- Papa Afrika also known as Winston Ruddle, the name behind the Mama Afrika show returned to Dar es Salaam after previously staging shows in 2008 and 2012. Papa Afrika says, “We returned to Dar because it’s the home where our Mama Afrika group originates from, so it was only right to pay homage.”
Nobody ever says this, but being at a circus show is like eating a delicious meal but only with your eyes. This was a feeling I vividly felt as my eyes were feasting on the highly entertaining and jaw-dropping Mama Afrika show currently unfolding in Dar es Salaam.
With rave reviews coming from all corners of the city, I knew that this was a circus of a lifetime – the kind that you will be remiss to miss out on.
Papa Afrika also known as Winston Ruddle, the name behind the Mama Afrika show returned to Dar es Salaam after previously staging shows in 2008 and 2012. Papa Afrika says, “We returned to Dar because it’s the home where our Mama Afrika group originates from, so it was only right to pay homage.”
“With lockdowns currently in place in many parts of the world, Mama Afrika is the only live circus show in currently still thriving,” he adds.
If you’re at a circus show, one thing to anticipate is a bowl of energetic performances, the edge-of-the-cliff kind of displays that will have you breathing with bated breath.
When I attended the Mama Afrika show on its last week of display, as part of the crowd the first act I saw was an opening dance followed by a unicycle performance so enthralling that the audience as if on cue all applauded.
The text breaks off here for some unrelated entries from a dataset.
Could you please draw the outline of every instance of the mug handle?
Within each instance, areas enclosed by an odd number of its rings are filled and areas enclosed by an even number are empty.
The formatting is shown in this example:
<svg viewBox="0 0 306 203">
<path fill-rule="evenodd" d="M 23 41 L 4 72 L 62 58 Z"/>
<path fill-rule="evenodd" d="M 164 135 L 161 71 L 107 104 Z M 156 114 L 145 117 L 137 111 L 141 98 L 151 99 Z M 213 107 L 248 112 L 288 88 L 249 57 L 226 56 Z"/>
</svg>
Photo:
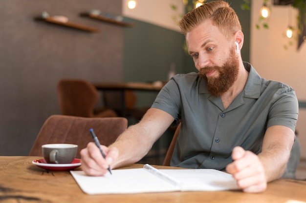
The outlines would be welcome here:
<svg viewBox="0 0 306 203">
<path fill-rule="evenodd" d="M 56 149 L 54 149 L 50 152 L 49 155 L 49 158 L 50 159 L 50 162 L 52 163 L 58 163 L 59 162 L 56 160 L 56 155 L 57 154 L 58 151 Z"/>
</svg>

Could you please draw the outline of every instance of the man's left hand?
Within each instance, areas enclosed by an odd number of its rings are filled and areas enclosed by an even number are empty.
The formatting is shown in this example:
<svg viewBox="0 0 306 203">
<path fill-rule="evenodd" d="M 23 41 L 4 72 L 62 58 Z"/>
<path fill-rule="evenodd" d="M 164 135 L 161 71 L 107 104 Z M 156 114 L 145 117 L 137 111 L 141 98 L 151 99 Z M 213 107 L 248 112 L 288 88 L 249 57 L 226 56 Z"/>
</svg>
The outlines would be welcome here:
<svg viewBox="0 0 306 203">
<path fill-rule="evenodd" d="M 264 169 L 257 155 L 236 146 L 232 158 L 234 162 L 226 166 L 226 171 L 233 175 L 243 192 L 261 192 L 266 188 Z"/>
</svg>

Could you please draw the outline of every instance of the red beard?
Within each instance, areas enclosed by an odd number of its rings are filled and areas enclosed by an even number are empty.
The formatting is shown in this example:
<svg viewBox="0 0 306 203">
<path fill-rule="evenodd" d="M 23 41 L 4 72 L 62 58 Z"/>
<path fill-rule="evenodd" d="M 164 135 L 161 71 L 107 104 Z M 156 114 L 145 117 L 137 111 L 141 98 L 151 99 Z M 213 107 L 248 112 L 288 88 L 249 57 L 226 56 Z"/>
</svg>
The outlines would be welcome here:
<svg viewBox="0 0 306 203">
<path fill-rule="evenodd" d="M 209 92 L 216 97 L 219 97 L 221 94 L 227 91 L 237 79 L 239 61 L 235 49 L 230 51 L 230 53 L 229 57 L 222 66 L 205 67 L 200 69 L 200 76 L 207 82 Z M 206 74 L 212 70 L 219 72 L 219 77 L 208 78 Z"/>
</svg>

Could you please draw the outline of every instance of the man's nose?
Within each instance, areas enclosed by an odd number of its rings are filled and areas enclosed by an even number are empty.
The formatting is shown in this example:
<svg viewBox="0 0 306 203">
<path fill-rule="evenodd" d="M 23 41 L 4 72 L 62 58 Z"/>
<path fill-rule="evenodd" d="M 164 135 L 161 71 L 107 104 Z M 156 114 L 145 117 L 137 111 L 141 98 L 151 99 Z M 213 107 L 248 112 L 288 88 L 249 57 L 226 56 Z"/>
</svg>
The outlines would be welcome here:
<svg viewBox="0 0 306 203">
<path fill-rule="evenodd" d="M 207 67 L 209 63 L 209 60 L 207 55 L 205 54 L 199 54 L 198 65 L 200 68 Z"/>
</svg>

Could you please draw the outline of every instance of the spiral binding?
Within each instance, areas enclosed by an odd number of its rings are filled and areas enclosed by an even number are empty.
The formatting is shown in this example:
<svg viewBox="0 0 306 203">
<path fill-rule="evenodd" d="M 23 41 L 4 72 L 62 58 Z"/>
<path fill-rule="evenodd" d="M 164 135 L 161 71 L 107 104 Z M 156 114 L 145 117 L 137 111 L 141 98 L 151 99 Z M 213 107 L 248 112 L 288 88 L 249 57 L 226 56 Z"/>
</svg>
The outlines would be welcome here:
<svg viewBox="0 0 306 203">
<path fill-rule="evenodd" d="M 166 174 L 162 172 L 155 168 L 153 166 L 148 164 L 145 164 L 143 166 L 143 168 L 150 172 L 153 175 L 155 175 L 158 178 L 172 184 L 175 185 L 179 185 L 180 184 L 180 182 L 174 178 L 173 178 L 168 174 Z"/>
</svg>

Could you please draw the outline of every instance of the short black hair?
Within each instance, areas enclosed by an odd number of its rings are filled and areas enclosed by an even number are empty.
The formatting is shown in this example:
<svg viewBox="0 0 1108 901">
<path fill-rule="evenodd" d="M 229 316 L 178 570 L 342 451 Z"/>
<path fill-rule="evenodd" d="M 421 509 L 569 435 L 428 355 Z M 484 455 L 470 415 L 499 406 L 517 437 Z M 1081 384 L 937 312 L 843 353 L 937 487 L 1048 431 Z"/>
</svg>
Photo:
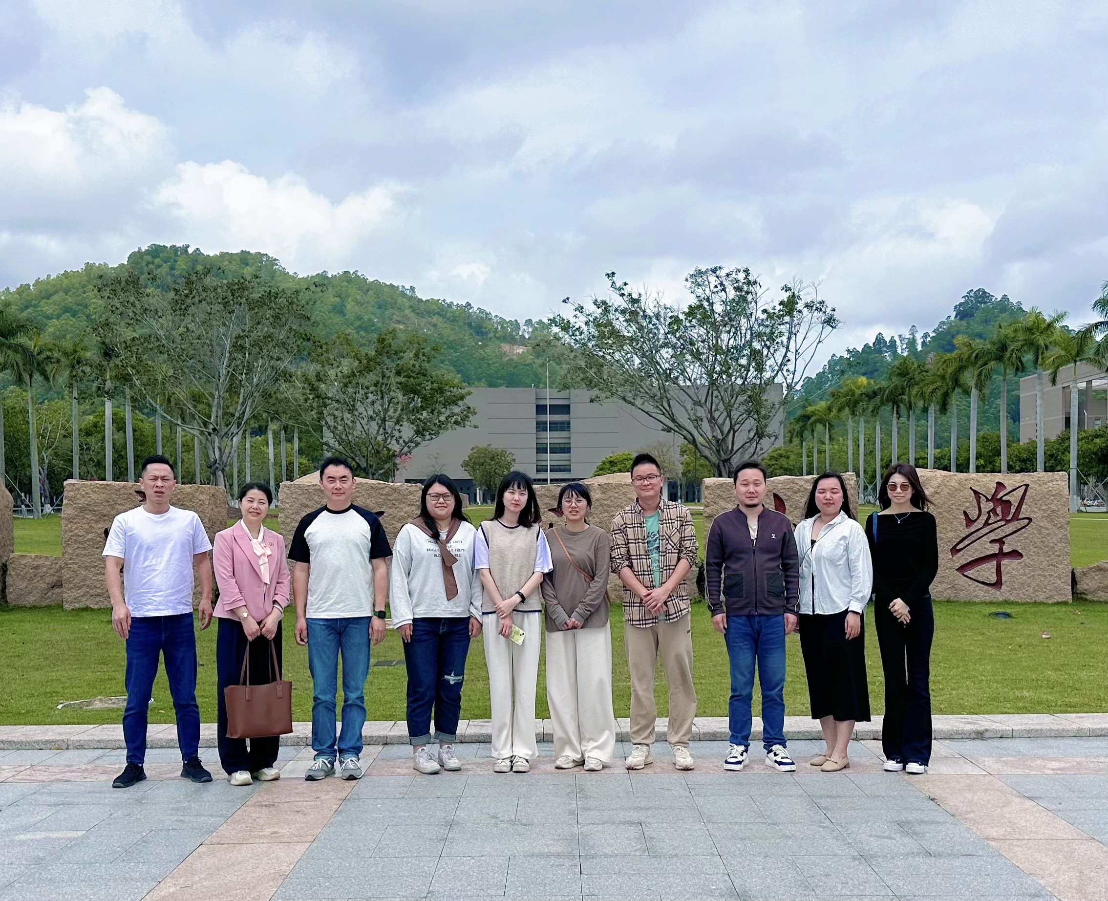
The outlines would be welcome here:
<svg viewBox="0 0 1108 901">
<path fill-rule="evenodd" d="M 266 502 L 270 505 L 273 504 L 274 502 L 273 489 L 270 489 L 269 485 L 267 485 L 265 482 L 247 482 L 245 485 L 243 485 L 242 490 L 238 492 L 238 502 L 242 503 L 243 498 L 245 498 L 252 491 L 260 491 L 263 494 L 266 495 Z"/>
<path fill-rule="evenodd" d="M 739 483 L 739 473 L 745 469 L 756 469 L 762 474 L 762 479 L 767 482 L 769 481 L 769 473 L 766 471 L 766 467 L 761 464 L 761 460 L 743 460 L 735 468 L 735 474 L 731 477 L 731 481 L 735 484 Z"/>
<path fill-rule="evenodd" d="M 627 472 L 629 472 L 632 475 L 634 475 L 636 467 L 642 467 L 642 465 L 645 465 L 647 463 L 649 463 L 652 467 L 654 467 L 656 470 L 658 470 L 658 472 L 661 472 L 661 464 L 657 460 L 655 460 L 654 454 L 653 453 L 646 453 L 645 451 L 642 452 L 642 453 L 636 453 L 635 454 L 635 459 L 630 461 L 630 469 L 627 470 Z M 665 473 L 663 473 L 663 474 L 665 474 Z"/>
<path fill-rule="evenodd" d="M 170 468 L 170 472 L 173 473 L 173 478 L 177 478 L 177 471 L 173 468 L 173 463 L 170 462 L 170 458 L 161 453 L 152 453 L 142 461 L 142 465 L 138 467 L 138 478 L 142 479 L 146 474 L 146 467 L 154 465 L 154 463 L 164 463 Z"/>
<path fill-rule="evenodd" d="M 324 473 L 327 472 L 328 467 L 345 467 L 350 470 L 350 474 L 353 475 L 353 467 L 350 465 L 350 461 L 345 457 L 332 454 L 330 457 L 325 457 L 324 462 L 319 464 L 319 481 L 324 480 Z"/>
</svg>

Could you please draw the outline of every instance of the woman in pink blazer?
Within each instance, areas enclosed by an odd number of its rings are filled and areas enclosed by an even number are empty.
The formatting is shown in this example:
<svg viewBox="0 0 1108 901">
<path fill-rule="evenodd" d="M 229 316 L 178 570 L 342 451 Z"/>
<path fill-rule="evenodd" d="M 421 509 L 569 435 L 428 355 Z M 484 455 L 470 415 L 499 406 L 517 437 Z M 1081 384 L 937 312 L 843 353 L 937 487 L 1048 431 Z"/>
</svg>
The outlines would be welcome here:
<svg viewBox="0 0 1108 901">
<path fill-rule="evenodd" d="M 233 786 L 248 786 L 255 779 L 280 778 L 277 750 L 280 736 L 249 739 L 227 737 L 227 706 L 224 692 L 238 685 L 243 658 L 250 655 L 250 683 L 273 682 L 269 644 L 280 653 L 280 621 L 289 598 L 288 563 L 285 561 L 285 539 L 261 523 L 273 503 L 273 492 L 263 482 L 250 482 L 238 494 L 243 519 L 215 536 L 212 559 L 219 602 L 215 615 L 219 620 L 215 661 L 218 679 L 217 704 L 219 721 L 219 761 Z"/>
</svg>

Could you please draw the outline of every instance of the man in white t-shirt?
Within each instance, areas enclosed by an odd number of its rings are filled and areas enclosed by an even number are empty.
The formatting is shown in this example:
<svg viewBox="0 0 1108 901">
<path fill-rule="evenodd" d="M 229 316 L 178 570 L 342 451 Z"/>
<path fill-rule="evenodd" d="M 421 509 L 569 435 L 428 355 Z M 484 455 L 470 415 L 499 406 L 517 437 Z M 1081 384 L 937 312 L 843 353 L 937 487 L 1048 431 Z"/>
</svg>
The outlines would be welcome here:
<svg viewBox="0 0 1108 901">
<path fill-rule="evenodd" d="M 104 544 L 105 580 L 112 598 L 112 627 L 126 642 L 127 704 L 123 738 L 127 765 L 114 788 L 130 788 L 146 778 L 146 713 L 157 675 L 158 656 L 177 718 L 181 775 L 211 782 L 201 764 L 201 709 L 196 704 L 196 634 L 193 631 L 193 573 L 201 582 L 201 628 L 212 622 L 212 543 L 201 518 L 170 506 L 177 480 L 173 464 L 161 454 L 147 457 L 138 473 L 142 506 L 120 513 Z"/>
<path fill-rule="evenodd" d="M 351 503 L 353 470 L 341 457 L 319 467 L 327 505 L 300 520 L 288 556 L 296 603 L 296 643 L 308 646 L 311 747 L 305 778 L 324 779 L 338 759 L 343 779 L 361 778 L 361 727 L 370 641 L 384 637 L 389 602 L 389 539 L 375 513 Z M 335 696 L 342 655 L 342 730 L 335 734 Z"/>
</svg>

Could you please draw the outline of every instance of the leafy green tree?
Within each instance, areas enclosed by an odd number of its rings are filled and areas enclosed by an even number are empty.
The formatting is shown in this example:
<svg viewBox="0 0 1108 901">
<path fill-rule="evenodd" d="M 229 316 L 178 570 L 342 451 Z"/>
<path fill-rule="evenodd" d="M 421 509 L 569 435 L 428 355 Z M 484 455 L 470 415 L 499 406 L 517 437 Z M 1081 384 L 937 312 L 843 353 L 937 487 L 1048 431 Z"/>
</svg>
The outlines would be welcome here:
<svg viewBox="0 0 1108 901">
<path fill-rule="evenodd" d="M 501 480 L 515 465 L 515 454 L 505 448 L 483 444 L 470 448 L 462 461 L 462 469 L 469 473 L 473 484 L 486 496 L 492 496 L 500 488 Z"/>
<path fill-rule="evenodd" d="M 660 422 L 717 475 L 771 443 L 782 405 L 839 324 L 814 288 L 786 285 L 771 301 L 749 269 L 695 269 L 683 307 L 607 278 L 611 296 L 551 321 L 564 380 Z"/>
<path fill-rule="evenodd" d="M 475 410 L 458 378 L 439 370 L 438 348 L 421 335 L 389 330 L 370 347 L 349 335 L 317 342 L 305 395 L 325 443 L 370 479 L 389 480 L 397 458 L 469 426 Z"/>
<path fill-rule="evenodd" d="M 632 451 L 617 451 L 609 453 L 593 470 L 593 475 L 612 475 L 616 472 L 630 472 L 632 461 L 635 454 Z"/>
<path fill-rule="evenodd" d="M 205 268 L 167 289 L 134 269 L 101 285 L 102 321 L 119 336 L 114 362 L 125 383 L 201 442 L 213 484 L 226 485 L 235 439 L 307 347 L 302 295 Z"/>
</svg>

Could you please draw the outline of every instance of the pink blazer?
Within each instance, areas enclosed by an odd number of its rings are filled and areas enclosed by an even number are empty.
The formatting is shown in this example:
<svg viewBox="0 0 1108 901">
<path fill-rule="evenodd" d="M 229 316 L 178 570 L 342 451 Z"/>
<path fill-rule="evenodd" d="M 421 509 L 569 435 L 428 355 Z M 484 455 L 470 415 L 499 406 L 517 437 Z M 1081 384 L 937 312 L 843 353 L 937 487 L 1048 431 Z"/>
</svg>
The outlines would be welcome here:
<svg viewBox="0 0 1108 901">
<path fill-rule="evenodd" d="M 261 621 L 274 608 L 288 604 L 288 562 L 285 560 L 285 539 L 279 532 L 263 526 L 261 540 L 273 550 L 269 555 L 269 584 L 261 581 L 258 555 L 242 523 L 217 532 L 212 549 L 215 581 L 219 586 L 219 601 L 215 615 L 237 620 L 236 607 L 244 604 L 250 616 Z"/>
</svg>

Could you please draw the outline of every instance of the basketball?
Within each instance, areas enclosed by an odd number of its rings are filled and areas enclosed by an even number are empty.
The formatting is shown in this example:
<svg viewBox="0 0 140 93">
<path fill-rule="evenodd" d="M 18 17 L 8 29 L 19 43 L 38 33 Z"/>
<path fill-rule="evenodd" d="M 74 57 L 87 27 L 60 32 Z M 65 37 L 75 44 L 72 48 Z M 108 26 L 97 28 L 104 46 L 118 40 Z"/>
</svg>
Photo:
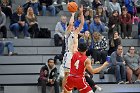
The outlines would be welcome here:
<svg viewBox="0 0 140 93">
<path fill-rule="evenodd" d="M 78 10 L 78 5 L 76 2 L 70 2 L 68 3 L 67 8 L 69 12 L 74 13 Z"/>
</svg>

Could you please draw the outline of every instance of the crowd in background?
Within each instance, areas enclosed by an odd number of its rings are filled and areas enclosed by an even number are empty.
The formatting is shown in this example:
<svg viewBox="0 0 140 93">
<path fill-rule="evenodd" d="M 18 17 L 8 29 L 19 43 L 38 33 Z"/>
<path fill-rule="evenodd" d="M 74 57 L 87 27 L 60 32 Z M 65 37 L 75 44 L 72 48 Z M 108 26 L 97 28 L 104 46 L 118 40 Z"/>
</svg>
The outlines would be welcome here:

After these two acts more activities such the Zaouli dance from West Africa, the contortion – where one guy folded and bent himself in ways beyond human explanation, all unfolded. These were followed by a guy doing all sorts of dexterities on a ladder guy, he was immediately followed by hand-to-hand acrobatics, where able men carried one another, mostly supporting each other with hands, one went a step further and only relied on his head to do the carrying for him – it was a scene only imaginable in movies.
After a 20-minute break, the show resumed to the display of a bouncing ball lady who dribbled more than six balls at once, it was a performance that required not only focus, but nimbleness to pull it off.
This act was followed by a Zulu traditional dance and then a stilt dance that got the crowd on the edge of their seats. Other different displays such as the Icarian game performed by the Ally brothers, where a 14-year-old Ali broke a record by going over his supposed goal of 25 backflips, before his brother added six more had the audience stunned. These two left the crowd speechless and were immediately followed by the hula-hoop lady who hula-hooped so effortlessly on top of a moving ball.
The closing act of the eventful night saw was a dish spinning gentleman accompanied by dancing ladies. It would be regrettable if I omit to mention the clown that often hopped onto the stage and made everyone happy with laughter, he would call people on stage and instruct them to do silly moves, this was a breather which brought a light atmosphere into the circus tents where were the hearts of the audience were racing from all the adrenaline rushing activities being showcased.
The Beat spoke to the hand-to-hand team comprising of the pioneer student of the Mama Afrika team, Fadhili Ramadhan, and his teammate Ibrahim Job.
As I walked into the circus environs, I saw the duo training and they caught my attention almost immediately. Fadhili was already in the craft by the age of 14. His teammate Job says he learns a lot from Fadhili, and they work well together, watch and understand each other, which avoids any unnecessary accidents during performance. They pointed out that they usually train an hour before the show during show days and when there is no show, they train five days a week and take the weekends off to rejuvenate their bodies.
The Beat also spoke to Zaina Jaffery a.k.a the juggler, who revealed that the secret behind her success, is hardwork. “I work out a lot and that’s why I confidently juggle the mats and the tables without any fear, I am also in love with what I do. I derive immense success and joy in this craft,” she said.
Zaria’s performances have not been without accidents, she’s had a table fall on her before but her persistence is what has made her stick to the craft.
The crowd was not left behind, Marystella Swai who was enjoying the display, says the show was thrilling and worth every penny.
9-year-old Valentin Iggui was among those called on stage by the clown. He shared his thoughts about the show, “I was scared at first but my confidence grew and I followed the clown’s instruction and it turned out to be a lot of fun.” Valentin got big cheers from the crowd because he exuded confidence.
Valentin’s 12-year-old sister Liza Iggui was with him at the show. She said she equally enjoyed the show because it was different from a circus show they saw in France. With this particular show, the performers were all smiling and happy and another added appeal was the lack of animals on stage.
The production manager of the group Mr. Tumaini Mbutu pointed out they had plenty of students and the performing group was filled with mostly upcoming artists given opportunities to showcase their talents.
At the conclusion of the show, everyone danced to several beats including Miriam Makeba a.k.a. Mama Afrika’s ‘Patapata’.
A circus show is where one cannot risk to put their eye off the ball, lest they risk a misstep, equally for the spectators, it’s a riveting scene demanding of full attention.
Mama Afrika show is still ongoing until January 10, 2021 at the Jeshini Grounds in Masaki.